Novelty top hat, 'New Millennium 2000', card / foil, made by Meteor Fireworks Pty Ltd, China, 1999
This novelty top hat helps to document how a typical Sydney couple marked the beginning of the year 2000. On New Year's Eve 1999 they found a spot on a lawn at Shore School in North Sydney with a good view of the Sydney Harbour Bridge. There they waited for the fireworks to begin and, equipped with party hats, hooters and a disposable camera, joined in the New Year celebrations.
Many believed that 31 December 1999 was the eve of the new millennium. In public discussion and in the media, it was regarded as the appropriate date for a massive party. In popular culture, this night had been anticipated for years, for instance by Prince's 1982 hit song '1999', with its refrain of 'Tonight I'm gonna party like it's 1999'. Television networks jostled to cover the New Year's Eve fireworks over Sydney Harbour.
In the lead-up to New Year's Day 2000, there was much discussion about the potential damaging effects of the 'Y2K millennium bug' on information technology systems and on electronic equipment with embedded software that might fail to recognise a date beyond 31 December 1999. Programmers in back rooms around the world quietly checked code and ironed out most of the problems well before the day. On New Year's Eve Sydney's underground train stations were closed between 11.45 pm and 1.15 am, as a safety measure in the event of Y2K problems. Discussion around the issue helped to convince people that this date was indeed the end of the millennium.
Wellington notwithstanding, Sydney was touted overseas as the world's first capital city to see in the new year. This was an opportunity to showcase the city's attractions to a worldwide television audience just months before the Sydney Olympic Games. Preparations were made for 1.2 million people to congregate around the harbour.
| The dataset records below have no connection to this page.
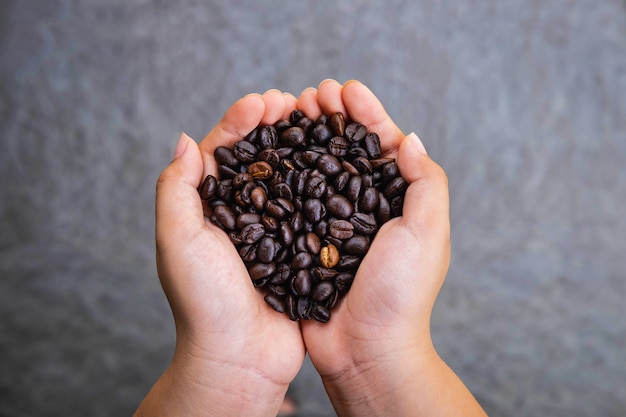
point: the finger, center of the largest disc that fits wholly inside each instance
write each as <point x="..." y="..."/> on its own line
<point x="291" y="103"/>
<point x="274" y="106"/>
<point x="239" y="120"/>
<point x="426" y="210"/>
<point x="178" y="205"/>
<point x="363" y="107"/>
<point x="329" y="97"/>
<point x="307" y="103"/>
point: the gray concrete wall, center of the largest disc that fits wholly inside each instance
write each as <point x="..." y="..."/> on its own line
<point x="522" y="102"/>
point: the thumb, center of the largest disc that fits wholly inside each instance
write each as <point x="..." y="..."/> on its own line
<point x="178" y="206"/>
<point x="426" y="210"/>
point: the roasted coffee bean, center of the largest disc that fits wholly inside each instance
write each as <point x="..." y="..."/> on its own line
<point x="321" y="134"/>
<point x="266" y="250"/>
<point x="208" y="188"/>
<point x="390" y="171"/>
<point x="355" y="132"/>
<point x="338" y="124"/>
<point x="338" y="146"/>
<point x="301" y="200"/>
<point x="260" y="170"/>
<point x="320" y="313"/>
<point x="245" y="219"/>
<point x="270" y="156"/>
<point x="372" y="145"/>
<point x="313" y="243"/>
<point x="315" y="187"/>
<point x="276" y="302"/>
<point x="252" y="233"/>
<point x="343" y="282"/>
<point x="286" y="233"/>
<point x="261" y="270"/>
<point x="395" y="187"/>
<point x="268" y="137"/>
<point x="292" y="137"/>
<point x="301" y="260"/>
<point x="339" y="206"/>
<point x="356" y="245"/>
<point x="322" y="291"/>
<point x="341" y="229"/>
<point x="329" y="256"/>
<point x="364" y="223"/>
<point x="301" y="283"/>
<point x="225" y="156"/>
<point x="225" y="216"/>
<point x="369" y="200"/>
<point x="329" y="165"/>
<point x="314" y="210"/>
<point x="245" y="151"/>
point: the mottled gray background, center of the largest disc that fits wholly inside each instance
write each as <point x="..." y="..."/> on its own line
<point x="522" y="102"/>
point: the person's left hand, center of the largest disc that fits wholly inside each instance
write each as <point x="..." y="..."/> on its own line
<point x="234" y="354"/>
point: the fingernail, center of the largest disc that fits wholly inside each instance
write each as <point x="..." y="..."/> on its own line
<point x="181" y="147"/>
<point x="417" y="143"/>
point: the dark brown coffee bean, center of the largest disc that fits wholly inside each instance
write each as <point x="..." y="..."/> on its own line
<point x="315" y="187"/>
<point x="338" y="146"/>
<point x="245" y="151"/>
<point x="348" y="262"/>
<point x="225" y="156"/>
<point x="208" y="188"/>
<point x="339" y="206"/>
<point x="248" y="252"/>
<point x="343" y="282"/>
<point x="395" y="187"/>
<point x="270" y="156"/>
<point x="324" y="274"/>
<point x="329" y="256"/>
<point x="292" y="137"/>
<point x="225" y="216"/>
<point x="301" y="260"/>
<point x="322" y="291"/>
<point x="353" y="189"/>
<point x="245" y="219"/>
<point x="266" y="250"/>
<point x="320" y="313"/>
<point x="301" y="283"/>
<point x="372" y="145"/>
<point x="270" y="223"/>
<point x="314" y="210"/>
<point x="261" y="270"/>
<point x="276" y="302"/>
<point x="268" y="137"/>
<point x="260" y="170"/>
<point x="321" y="134"/>
<point x="313" y="243"/>
<point x="258" y="196"/>
<point x="338" y="124"/>
<point x="369" y="200"/>
<point x="341" y="229"/>
<point x="241" y="179"/>
<point x="286" y="233"/>
<point x="364" y="223"/>
<point x="355" y="132"/>
<point x="252" y="233"/>
<point x="356" y="245"/>
<point x="329" y="165"/>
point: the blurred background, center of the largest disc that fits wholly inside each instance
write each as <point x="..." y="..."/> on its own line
<point x="522" y="102"/>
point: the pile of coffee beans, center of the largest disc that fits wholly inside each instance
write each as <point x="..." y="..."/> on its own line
<point x="302" y="200"/>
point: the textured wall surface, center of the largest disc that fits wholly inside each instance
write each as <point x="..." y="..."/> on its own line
<point x="522" y="102"/>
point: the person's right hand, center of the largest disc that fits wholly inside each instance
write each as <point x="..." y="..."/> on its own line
<point x="375" y="355"/>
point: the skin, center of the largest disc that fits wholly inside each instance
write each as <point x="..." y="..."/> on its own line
<point x="236" y="356"/>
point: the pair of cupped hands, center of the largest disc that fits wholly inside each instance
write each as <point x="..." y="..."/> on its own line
<point x="233" y="351"/>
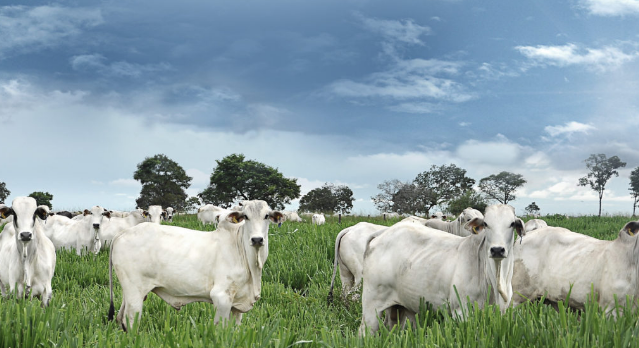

Sydney City Council developed a program of free events that included a Millennium for Kids concert in the Domain from 4:30 pm and a floating display of illuminated models of sea creatures. There were several alcohol-restricted zones, including national parks, Darling Harbour, the Royal Botanic Gardens and the Sydney Opera House. The Lord Mayor's Mask Party at the Opera House was broadcast around the world. The Opera House also held the House Party, a free event for 5000 ticket holders, on the forecourt and commissioned performances on the building's sails. Pop singer Vanessa Amorosi performed at both the Opera House and Darling Harbour. As per usual on New Year's Eve, there were fireworks displays on the harbour at 9 pm and at midnight, when the Harbour Bridge lit up with Arthur Stace's one-word copperplate sermon, 'Eternity'.
Peter Cox, Curator, 2008
Made in China for Meteor Fireworks Pty Ltd, Sydney, 1999.
Purchased by the donor in December 1999. Used by the donor during celebrations on New Year's Eve 1999 and 1 January 2000. Later donated to the Museum.